Dalam situs smithsonianmag.com, Raffaele menjelaskan, meski
masyarakat Suku Korowai memiliki kebiasaan memakan daging manusia (kanibal),
hal itu ternyata tidak dilakukannya setiap saat.
Setiap hari mereka hidup dengan mengonsumsi berbagai macam
hasil alam seperti sagu, pisang, palem, dan pakis. Mereka juga memakan daging
hewan yang biasa diburu seperti burung kasuari, ular, kadal, rusa, atau babi
hutan. Warha Korowai juga memenuhi nutrisinya dengan makan larva kumbang,” kata
Raffaele.
Masyarakat Korowai sehari-hari hanya mengenakan pakaian dari
dedaunan. Mereka dikenal sebagai pemburu ulung, dan memiliki berbagai bentuk
senjata yang disesuaikan dengan buruannya. Untuk membunuh babi hutan, misalnya,
mereka memiliki tombak khusus yang berbeda dari tombak untuk menebang sagu,
atau bahkan untuk membunuh manusia.
Berdasarkan informasi dari Kembaren, pemandu wisata Raffaele
saat itu, masyarakat Korowai sejauh ini masih memiliki kebiasaan memakan daging
manusia. Namun ritual ini sudah jauh berkurang sejak mereka mulai mengenal
dunia luar.
Masyarakat Korowai tidak mengonsumsi daging manusia secara
sembarangan. Sebab, berdasarkan kepercayaan setempat, suku Korowai hanya
membunuh manusia yang dianggap melanggar aturan terhadap kepercayaan mereka.
Misalnya, jika seseorang diketahui sebagai tukang sihir atau disebut khuakhua.
Warga yang dicurigai sebagai khuakhua akan diadili. Jika
banyak bukti kuat yang memberatkannya, dia akan segera dibunuh dan dimakan.

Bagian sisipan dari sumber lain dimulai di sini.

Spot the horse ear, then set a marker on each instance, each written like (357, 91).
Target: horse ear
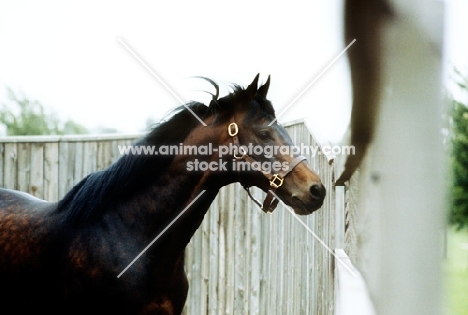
(251, 90)
(263, 90)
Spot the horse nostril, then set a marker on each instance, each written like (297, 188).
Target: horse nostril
(317, 191)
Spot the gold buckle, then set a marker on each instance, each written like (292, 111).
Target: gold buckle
(236, 129)
(276, 177)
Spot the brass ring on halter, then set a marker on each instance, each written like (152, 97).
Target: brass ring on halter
(244, 154)
(230, 131)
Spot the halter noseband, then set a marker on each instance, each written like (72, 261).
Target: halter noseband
(276, 180)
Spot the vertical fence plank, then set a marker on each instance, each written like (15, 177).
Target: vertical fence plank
(37, 169)
(51, 171)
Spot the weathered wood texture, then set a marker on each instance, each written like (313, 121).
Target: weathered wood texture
(241, 260)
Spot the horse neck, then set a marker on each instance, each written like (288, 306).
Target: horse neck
(174, 191)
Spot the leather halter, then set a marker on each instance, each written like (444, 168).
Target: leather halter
(276, 180)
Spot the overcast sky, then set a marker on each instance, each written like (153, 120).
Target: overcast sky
(71, 57)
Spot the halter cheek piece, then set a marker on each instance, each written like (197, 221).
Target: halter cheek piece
(276, 180)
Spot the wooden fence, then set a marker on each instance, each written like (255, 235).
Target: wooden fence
(240, 261)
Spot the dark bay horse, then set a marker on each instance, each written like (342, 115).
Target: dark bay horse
(67, 257)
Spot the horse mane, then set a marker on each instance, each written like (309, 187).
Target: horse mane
(92, 196)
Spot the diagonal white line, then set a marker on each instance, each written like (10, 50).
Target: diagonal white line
(313, 234)
(159, 235)
(160, 81)
(313, 81)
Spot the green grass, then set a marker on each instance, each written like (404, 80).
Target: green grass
(456, 273)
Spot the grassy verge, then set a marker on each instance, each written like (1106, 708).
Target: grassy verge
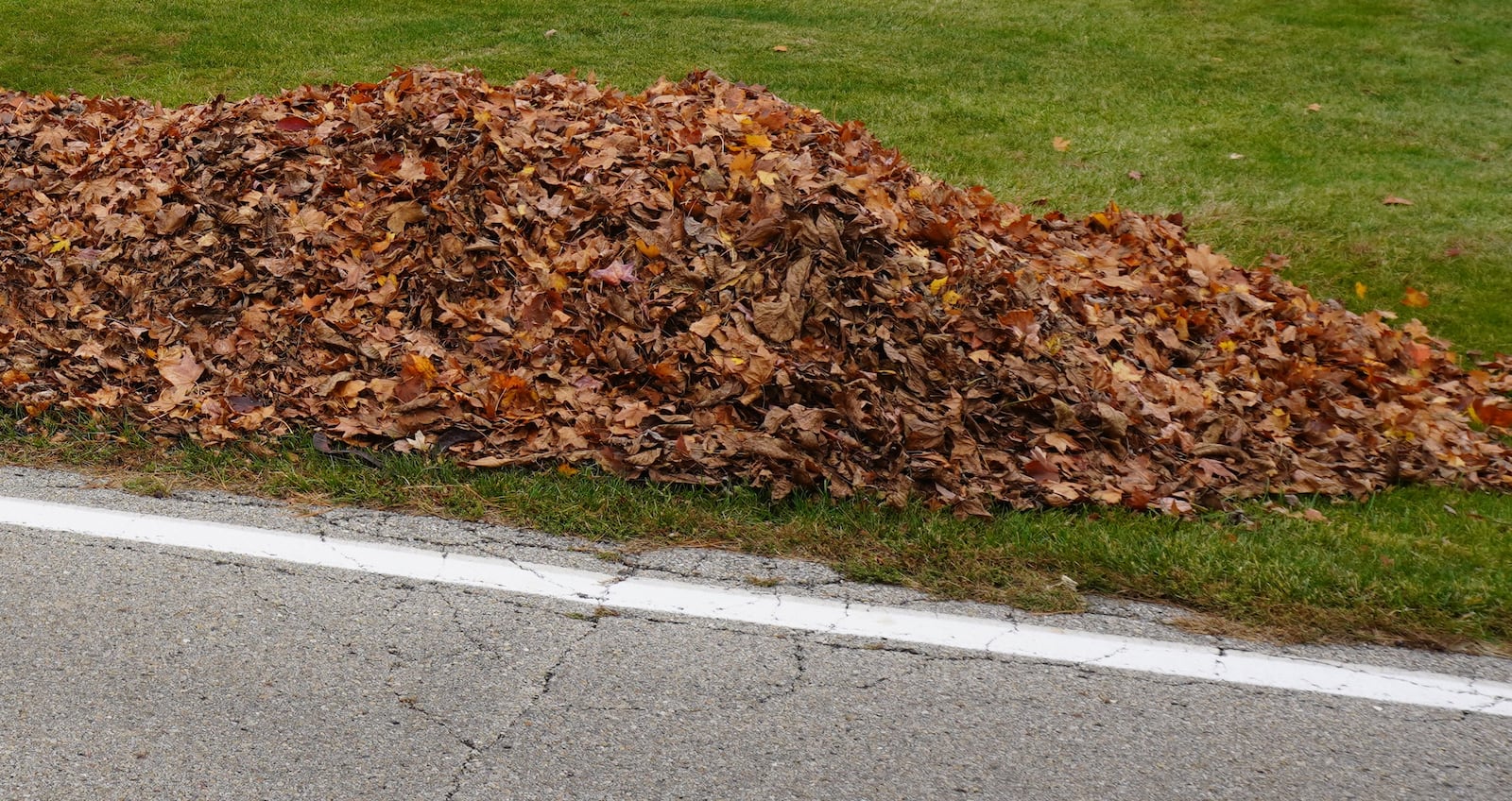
(1411, 100)
(1398, 569)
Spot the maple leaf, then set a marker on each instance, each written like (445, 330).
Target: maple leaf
(924, 340)
(616, 274)
(179, 366)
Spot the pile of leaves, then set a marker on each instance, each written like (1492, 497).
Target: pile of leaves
(696, 284)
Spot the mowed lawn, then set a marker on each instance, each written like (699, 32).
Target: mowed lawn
(1270, 126)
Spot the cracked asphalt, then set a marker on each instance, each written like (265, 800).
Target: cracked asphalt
(136, 672)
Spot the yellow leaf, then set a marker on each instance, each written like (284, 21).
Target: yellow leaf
(1126, 372)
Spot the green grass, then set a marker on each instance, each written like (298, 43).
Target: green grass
(1398, 569)
(1416, 100)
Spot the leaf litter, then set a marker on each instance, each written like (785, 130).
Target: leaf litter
(693, 284)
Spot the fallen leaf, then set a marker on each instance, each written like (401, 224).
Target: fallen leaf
(179, 366)
(616, 274)
(294, 125)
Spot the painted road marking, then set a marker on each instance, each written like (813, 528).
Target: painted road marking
(808, 614)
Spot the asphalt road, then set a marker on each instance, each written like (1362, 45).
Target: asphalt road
(141, 672)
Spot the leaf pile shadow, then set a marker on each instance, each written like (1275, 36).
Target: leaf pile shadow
(690, 284)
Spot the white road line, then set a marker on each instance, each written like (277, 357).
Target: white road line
(773, 609)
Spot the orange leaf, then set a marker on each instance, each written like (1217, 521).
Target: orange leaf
(1491, 413)
(179, 366)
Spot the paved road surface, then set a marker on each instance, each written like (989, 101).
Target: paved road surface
(138, 672)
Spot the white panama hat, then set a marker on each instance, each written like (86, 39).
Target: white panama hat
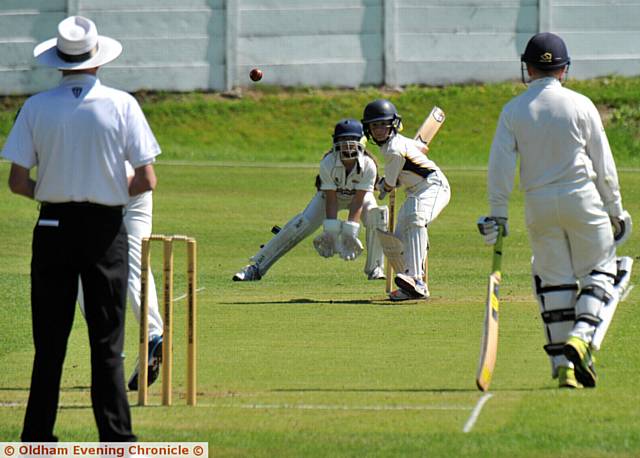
(77, 46)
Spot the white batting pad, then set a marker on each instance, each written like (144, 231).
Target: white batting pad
(291, 234)
(376, 218)
(393, 249)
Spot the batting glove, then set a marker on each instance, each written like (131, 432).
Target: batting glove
(383, 188)
(326, 243)
(488, 227)
(621, 226)
(350, 246)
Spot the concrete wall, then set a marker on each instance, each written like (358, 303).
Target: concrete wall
(211, 44)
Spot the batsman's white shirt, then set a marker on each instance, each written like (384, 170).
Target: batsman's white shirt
(81, 125)
(333, 175)
(405, 162)
(567, 146)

Kembaren mengatakan, anggota tubuh khuakhua yang mati akan
dibagi-bagikan kepada semua warga. Otaknya akan dimakan selagi hangat. Orang yang membunuh khuakhua berhak menyimpan
tengkoraknya.
Jadi, bagi masyarakat Korowai, membunuh dan memakan daging
manusia adalah bagian dari sistem peradilan pidana mereka. Setelah memakan
habis tubuh khuakhua, mereka akan memukul-mukul dinding rumah tinggi mereka
dengan kayu sambil bernyanyi semalaman.
Bagi sebagian besar orang, kanibalisme mungkin sesuatu yang
tak masuk akal dan mengerikan pada zaman modern seperti sekarang. Faktanya, hal
ini masih dijumpai di Korowai, meski dengan alasan-alasan khusus.

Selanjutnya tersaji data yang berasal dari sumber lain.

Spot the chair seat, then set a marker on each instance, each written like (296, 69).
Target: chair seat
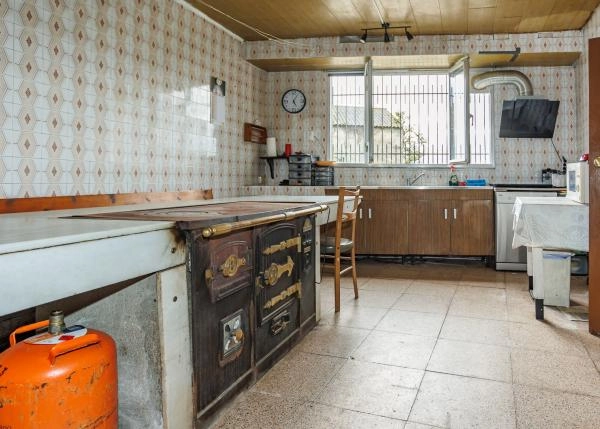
(328, 245)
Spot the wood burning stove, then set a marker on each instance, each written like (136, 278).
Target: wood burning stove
(253, 297)
(251, 275)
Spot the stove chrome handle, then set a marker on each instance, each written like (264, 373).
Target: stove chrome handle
(295, 288)
(226, 228)
(291, 242)
(275, 271)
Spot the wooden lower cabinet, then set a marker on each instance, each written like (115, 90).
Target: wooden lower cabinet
(436, 222)
(451, 227)
(428, 227)
(472, 231)
(382, 228)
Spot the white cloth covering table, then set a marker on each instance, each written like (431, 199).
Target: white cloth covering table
(549, 223)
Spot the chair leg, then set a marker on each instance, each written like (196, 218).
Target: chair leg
(354, 279)
(337, 281)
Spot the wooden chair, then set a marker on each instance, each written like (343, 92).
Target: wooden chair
(337, 247)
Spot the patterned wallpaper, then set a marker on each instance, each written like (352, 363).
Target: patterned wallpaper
(515, 160)
(113, 96)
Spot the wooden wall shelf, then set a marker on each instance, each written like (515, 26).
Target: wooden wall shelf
(271, 162)
(255, 133)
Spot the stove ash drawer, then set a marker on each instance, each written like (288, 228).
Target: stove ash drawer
(280, 327)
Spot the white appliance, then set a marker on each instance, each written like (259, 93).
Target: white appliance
(578, 181)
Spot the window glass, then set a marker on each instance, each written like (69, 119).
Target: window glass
(412, 120)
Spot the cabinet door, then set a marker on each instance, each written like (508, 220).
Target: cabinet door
(429, 227)
(472, 230)
(385, 226)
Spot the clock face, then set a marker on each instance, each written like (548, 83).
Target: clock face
(293, 101)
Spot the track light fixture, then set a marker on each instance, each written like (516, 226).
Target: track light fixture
(386, 36)
(363, 38)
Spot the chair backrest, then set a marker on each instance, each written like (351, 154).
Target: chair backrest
(344, 215)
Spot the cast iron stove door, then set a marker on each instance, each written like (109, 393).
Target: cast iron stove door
(221, 287)
(277, 286)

Kembaren menambahkan, hampir semua orang dalam Suku Korowai
pernah ikut memakan daging manusia. Jadi, bagi mereka, kanibalisme bukan
sesuatu yang tabu.
Kisah Suku Korowai pernah dijadikan sebagai film petualangan
dan tradisi unik suku ini juga menjadi daya tarik tersendiri bagi wisatawan
asing untuk datang berkunjung ke sana.
Suku Samin
Komunitas penganut sedulur sikep ini tidak bersekolah, tidak
memakai peci, tapi memakai kain yang diikatkan kekepala. Selain itu mereka juga
tidak berpoligami dan tidak memakai celana panjang. Biasanya mereka memakai
baju lengan panjang tanpa kerah dan celana hitam sebatas lutut atau biasa
disebut celana komprang.
Komunitas ini juga pantang berdagang, hal ini merupakan
penolakan terhadap kapitalisme. Masyarakat ini cenderung terisolir dan memiliki
peraturan adat sendiri. Oleh karena itu, jangan heran apabila hukum ketatanegaraan
tidak berlaku bagi mereka.
Ajaran tersebut menurut ajaran lisan warga Tapelan Blora
dikenal sebagai ”angger-angger praktikel”, yaitu hukum tindak tanduk,
angger-angger pangucap, yakni hukum berbicara, serta angger-angger lakonana,
hukum perihal apa saja yang perlu dijalankan.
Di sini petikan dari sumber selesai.